Writers room

Les Américains sont reconnus à travers le monde pour la qualité de leur écriture télévisuelle. Leur secret? Il est double:

1. Le showrunner/executive producer
Il ou elle ne vient pas du monde de la production mais plutôt de celui de l’écriture. C’est cette personne, un/une scénariste d’expérience, qui prend les décisions finales sur le contenu et l’orientation de la série (décisions qui doivent être négociées avec le diffuseur, bien sûr). Il n’y a pas de véritable équivalent au Québec mais le titre est souvent traduit par « scénariste en chef ». Cette traduction omet cependant les aspects de production et d’administration qui font aussi partie des tâches de l’executive producer.

2. La writers room
Je ne saurais bien traduire ce terme car la pratique n’existe malheureusement pas au Québec (sauf dans le cas de quelques émissions jeunesse diffusées quotidiennement). La writers room, c’est l’endroit où se réunissent les scénaristes pour concevoir les épisodes. Le terme désigne aussi l’équipe d’auteurs qui travaillent sur une même série. Aux États-Unis, le showrunner est appuyé par une équipe de 3 à 8 personnes à laquelle s’ajoutent parfois des pigistes pour la scénarisation d’un épisode dont les grandes lignes ont été déterminées en groupe.

Au Québec, une série est souvent écrite par un seul auteur, parfois deux. Pourquoi? Question de budget, mais aussi question de culture. On colle encore à de vieux modèles. Les premiers scénaristes de télé au Québec étaient souvent des romanciers… et on connaît tous les grandes habiletés sociales des romanciers ;) Au Canada, on se fie aussi beaucoup aux producteurs et aux diffuseurs pour orienter le contenu.
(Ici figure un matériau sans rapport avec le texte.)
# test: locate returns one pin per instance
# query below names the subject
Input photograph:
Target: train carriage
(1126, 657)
Voici de quoi a l’air la writers room de la formidable série Breaking Bad, qui a débuté sa 4ième saison dimanche dernier.
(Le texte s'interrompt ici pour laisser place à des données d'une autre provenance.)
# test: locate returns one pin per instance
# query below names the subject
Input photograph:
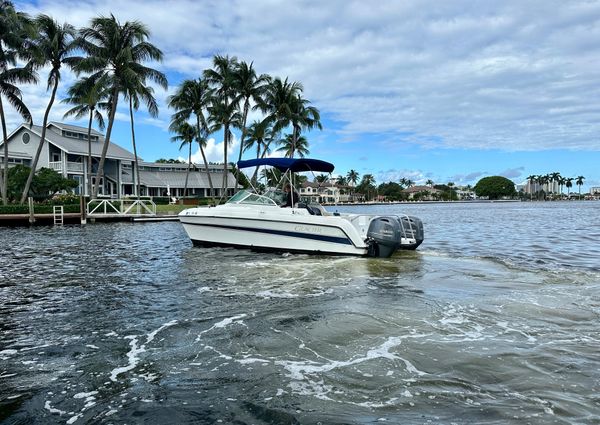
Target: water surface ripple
(493, 320)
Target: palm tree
(561, 183)
(250, 88)
(53, 45)
(186, 134)
(289, 146)
(532, 179)
(554, 177)
(450, 186)
(116, 52)
(579, 182)
(304, 117)
(193, 98)
(569, 184)
(284, 105)
(224, 103)
(543, 181)
(321, 178)
(368, 183)
(259, 134)
(89, 98)
(352, 176)
(135, 92)
(15, 30)
(272, 176)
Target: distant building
(427, 192)
(327, 192)
(535, 187)
(66, 151)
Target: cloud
(513, 173)
(515, 76)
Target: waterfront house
(424, 193)
(66, 151)
(326, 192)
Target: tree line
(110, 60)
(548, 181)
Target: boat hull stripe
(323, 238)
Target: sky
(451, 91)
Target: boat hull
(314, 235)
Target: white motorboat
(257, 221)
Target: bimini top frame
(295, 165)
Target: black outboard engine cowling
(384, 234)
(411, 228)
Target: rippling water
(493, 320)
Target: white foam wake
(133, 355)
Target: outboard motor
(384, 234)
(411, 229)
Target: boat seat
(312, 210)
J’espère vraiment que j’aurai un jour la chance de travailler dans un tel environnement, que ce soit au Québec ou ailleurs.
Un jour. Un jour…

Pitch

Ce n’est pas donné à tout le monde de savoir faire un bon pitch mais c’est peut-être encore plus difficile pour les scénaristes, tout habitués qu’ils sont à travailler seuls dans leur coin comme des enfants sauvages. La meilleure école pour moi ça a été de faire de la télé: il faut être à la fois calme et animé, projeter sa voix (mais pas trop) et sourire en parlant. Croyez-moi: il suffit de se regarder à la télé le lendemain d’un tournage pour avoir très très envie de s’améliorer!
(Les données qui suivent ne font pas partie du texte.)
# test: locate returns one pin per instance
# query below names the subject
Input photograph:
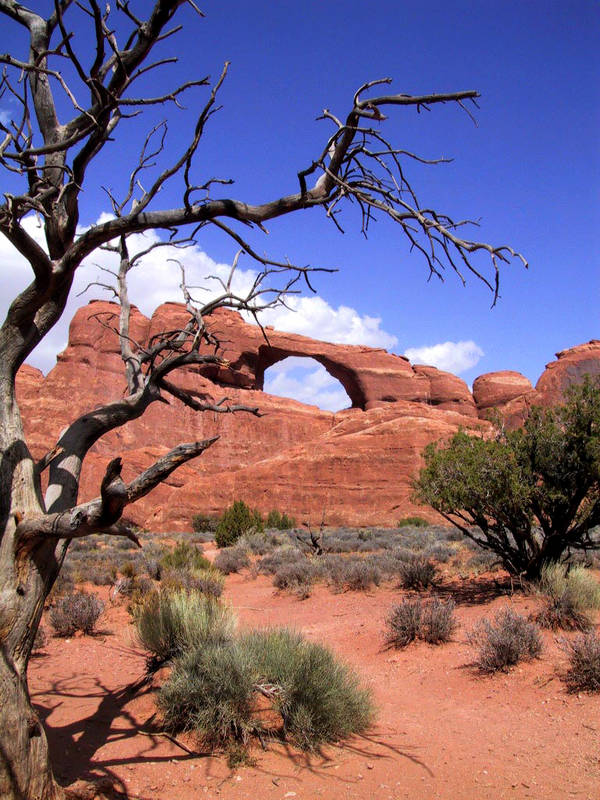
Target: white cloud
(304, 380)
(453, 357)
(157, 279)
(315, 317)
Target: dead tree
(46, 162)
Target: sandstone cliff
(355, 466)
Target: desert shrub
(403, 623)
(235, 521)
(40, 640)
(506, 641)
(204, 523)
(213, 691)
(583, 673)
(438, 621)
(432, 621)
(128, 569)
(184, 556)
(561, 612)
(232, 559)
(169, 623)
(76, 612)
(320, 698)
(281, 522)
(101, 576)
(418, 572)
(262, 543)
(454, 535)
(153, 569)
(412, 522)
(123, 588)
(208, 581)
(285, 554)
(569, 593)
(334, 568)
(579, 583)
(482, 561)
(547, 469)
(360, 575)
(296, 576)
(440, 552)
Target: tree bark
(25, 771)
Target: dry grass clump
(506, 641)
(208, 580)
(583, 673)
(232, 559)
(75, 612)
(296, 576)
(418, 572)
(220, 691)
(433, 621)
(184, 556)
(169, 623)
(568, 594)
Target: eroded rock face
(355, 466)
(569, 368)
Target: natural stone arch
(268, 356)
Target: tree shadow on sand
(74, 746)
Il existe plusieurs ressources en ligne sur l’art de présenter son idée de scénario, mais une excellente façon d’apprendre à faire de meilleur pitch c’est de regarder les autres en faire. Téléfilm Canada a récemment mis en ligne la séance de Pitch this présentée dans le cadre du TIFF 2010. Ça vaut la peine de regarder les auteurs et réalisateurs se démener pour vendre leur salade, certains avec plus de succès que d’autres…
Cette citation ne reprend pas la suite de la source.